Here's the print screen for the MRI
and here's the print screen for JRuby
I'm getting all sorts of errors on my app when i use String methods(unpack, gsub ...) and i think it's all related to this issue.
Ok so I am just throwing this out there since I went about this all wrong...
If I capture the output to the file and compare against JRuby and MRI on both Windows and MacOS those chars are identical. If I run it without capturing it then I see that on Windows all three lines look exactly the same whereas viewing the saved output in an editor capable of viewing UTF-8 then I see only the bottom one rendering properly.
So I am convinced this is purely a terminal affordance thing. It is clearly doing something else because if I redirect MRI output on windows to a file and then cat it and I cat what JRuby generates they are identical as well. Sleuthing in MRI code now.
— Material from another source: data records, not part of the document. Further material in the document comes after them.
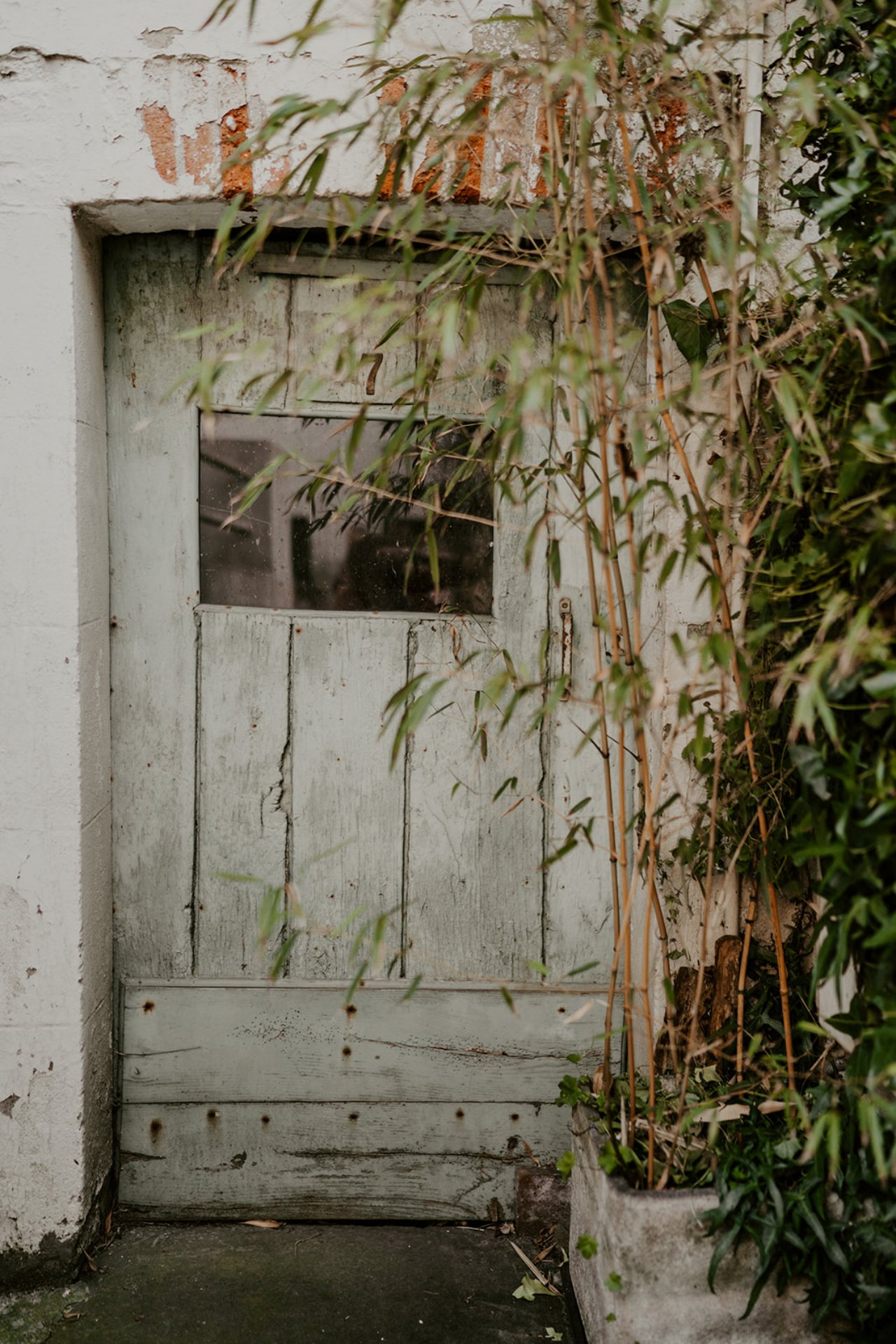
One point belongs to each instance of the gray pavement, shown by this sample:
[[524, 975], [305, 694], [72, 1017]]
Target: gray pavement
[[230, 1284]]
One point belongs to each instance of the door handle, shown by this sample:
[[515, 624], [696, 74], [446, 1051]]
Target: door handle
[[566, 644]]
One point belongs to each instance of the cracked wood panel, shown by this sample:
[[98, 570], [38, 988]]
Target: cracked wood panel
[[475, 883], [339, 1161], [344, 796], [580, 887], [260, 310], [320, 307], [298, 1042], [245, 781], [153, 542], [473, 871], [578, 910]]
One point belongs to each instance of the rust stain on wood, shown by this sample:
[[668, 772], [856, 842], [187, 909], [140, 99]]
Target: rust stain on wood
[[472, 151], [543, 139], [199, 153]]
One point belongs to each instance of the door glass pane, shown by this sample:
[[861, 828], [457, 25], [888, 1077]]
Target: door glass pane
[[337, 548]]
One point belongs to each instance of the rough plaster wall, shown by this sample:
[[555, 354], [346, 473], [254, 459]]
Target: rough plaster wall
[[128, 108], [122, 105]]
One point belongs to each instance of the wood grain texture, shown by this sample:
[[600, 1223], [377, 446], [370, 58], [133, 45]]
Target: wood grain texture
[[344, 796], [321, 311], [155, 585], [245, 780], [349, 1161], [475, 883], [258, 307], [195, 1041]]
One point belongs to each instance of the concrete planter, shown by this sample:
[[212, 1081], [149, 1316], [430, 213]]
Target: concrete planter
[[656, 1246]]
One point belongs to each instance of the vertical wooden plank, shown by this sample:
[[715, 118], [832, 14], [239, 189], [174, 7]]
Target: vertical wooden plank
[[153, 542], [475, 879], [245, 777], [260, 308], [344, 672], [473, 874], [317, 316], [580, 887]]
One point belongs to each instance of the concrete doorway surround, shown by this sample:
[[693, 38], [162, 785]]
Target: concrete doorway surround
[[117, 120]]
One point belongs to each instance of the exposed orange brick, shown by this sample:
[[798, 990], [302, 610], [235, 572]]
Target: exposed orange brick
[[160, 128], [669, 131], [199, 155], [472, 152], [234, 131], [428, 179], [390, 96], [393, 92]]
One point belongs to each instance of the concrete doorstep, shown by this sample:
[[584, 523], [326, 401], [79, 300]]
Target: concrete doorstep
[[296, 1282]]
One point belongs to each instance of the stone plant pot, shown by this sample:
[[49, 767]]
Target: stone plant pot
[[656, 1246]]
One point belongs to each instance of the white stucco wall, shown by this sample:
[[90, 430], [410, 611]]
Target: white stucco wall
[[113, 117]]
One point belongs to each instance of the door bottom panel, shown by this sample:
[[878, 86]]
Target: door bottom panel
[[257, 1100]]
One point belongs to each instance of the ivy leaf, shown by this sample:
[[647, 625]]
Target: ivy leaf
[[692, 327], [566, 1161], [811, 765]]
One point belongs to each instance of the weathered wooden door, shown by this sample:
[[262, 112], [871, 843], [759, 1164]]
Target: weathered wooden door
[[246, 738]]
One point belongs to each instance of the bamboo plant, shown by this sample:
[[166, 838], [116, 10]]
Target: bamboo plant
[[606, 165]]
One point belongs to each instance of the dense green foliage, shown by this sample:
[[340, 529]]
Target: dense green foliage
[[822, 643], [809, 464]]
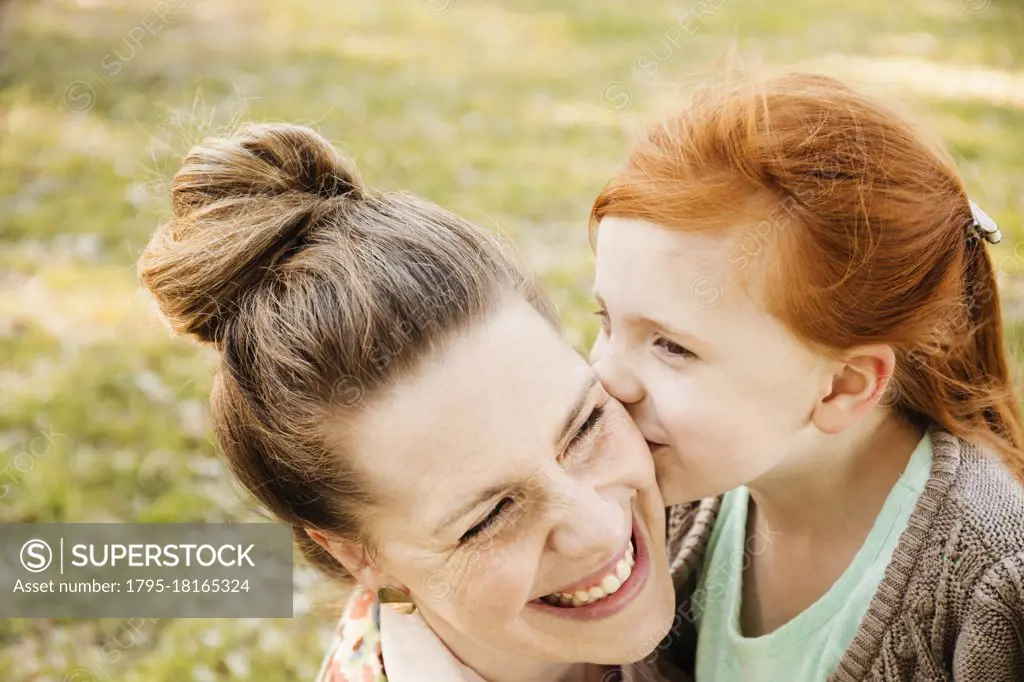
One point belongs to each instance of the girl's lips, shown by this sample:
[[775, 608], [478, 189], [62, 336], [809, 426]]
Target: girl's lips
[[615, 602]]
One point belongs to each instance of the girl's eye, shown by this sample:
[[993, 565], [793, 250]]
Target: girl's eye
[[673, 348], [496, 514]]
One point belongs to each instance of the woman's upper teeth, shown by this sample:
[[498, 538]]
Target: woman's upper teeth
[[607, 585]]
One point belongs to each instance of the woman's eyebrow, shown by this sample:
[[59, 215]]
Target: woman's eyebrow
[[573, 413], [487, 494]]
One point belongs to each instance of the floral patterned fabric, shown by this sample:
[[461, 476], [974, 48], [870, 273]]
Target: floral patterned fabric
[[354, 654]]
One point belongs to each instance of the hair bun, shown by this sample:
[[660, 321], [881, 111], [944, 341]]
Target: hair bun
[[240, 206]]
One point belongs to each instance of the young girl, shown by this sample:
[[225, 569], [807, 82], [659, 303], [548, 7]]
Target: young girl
[[798, 307]]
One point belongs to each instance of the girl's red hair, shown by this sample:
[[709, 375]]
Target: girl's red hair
[[866, 228]]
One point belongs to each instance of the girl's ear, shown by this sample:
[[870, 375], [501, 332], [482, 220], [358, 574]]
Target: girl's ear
[[858, 384], [352, 556]]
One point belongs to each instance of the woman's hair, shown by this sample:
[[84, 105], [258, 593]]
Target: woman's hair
[[318, 292], [866, 226]]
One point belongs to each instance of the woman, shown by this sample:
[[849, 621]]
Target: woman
[[393, 386]]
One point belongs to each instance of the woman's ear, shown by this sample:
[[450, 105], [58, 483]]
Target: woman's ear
[[352, 555], [858, 383]]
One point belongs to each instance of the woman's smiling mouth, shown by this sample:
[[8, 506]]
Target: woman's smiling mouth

Amazing if this is totally fixed but it seems to work and logically it seems like it should work. I discovered System.console() which seems capable of taking a Java String and converting it to the underlying codepage of the windows console. I suspect the part which will fail is the facility for what to do on trancoding error (Java likes to print '?'). That can be a followup bug if someone can make that happen.
Note in case this fails utterly...we can use WriteConsoleW and a couple of Windows methods using jnr-posix but that seems like an ugly set of code. Let's hope we don't need to go there.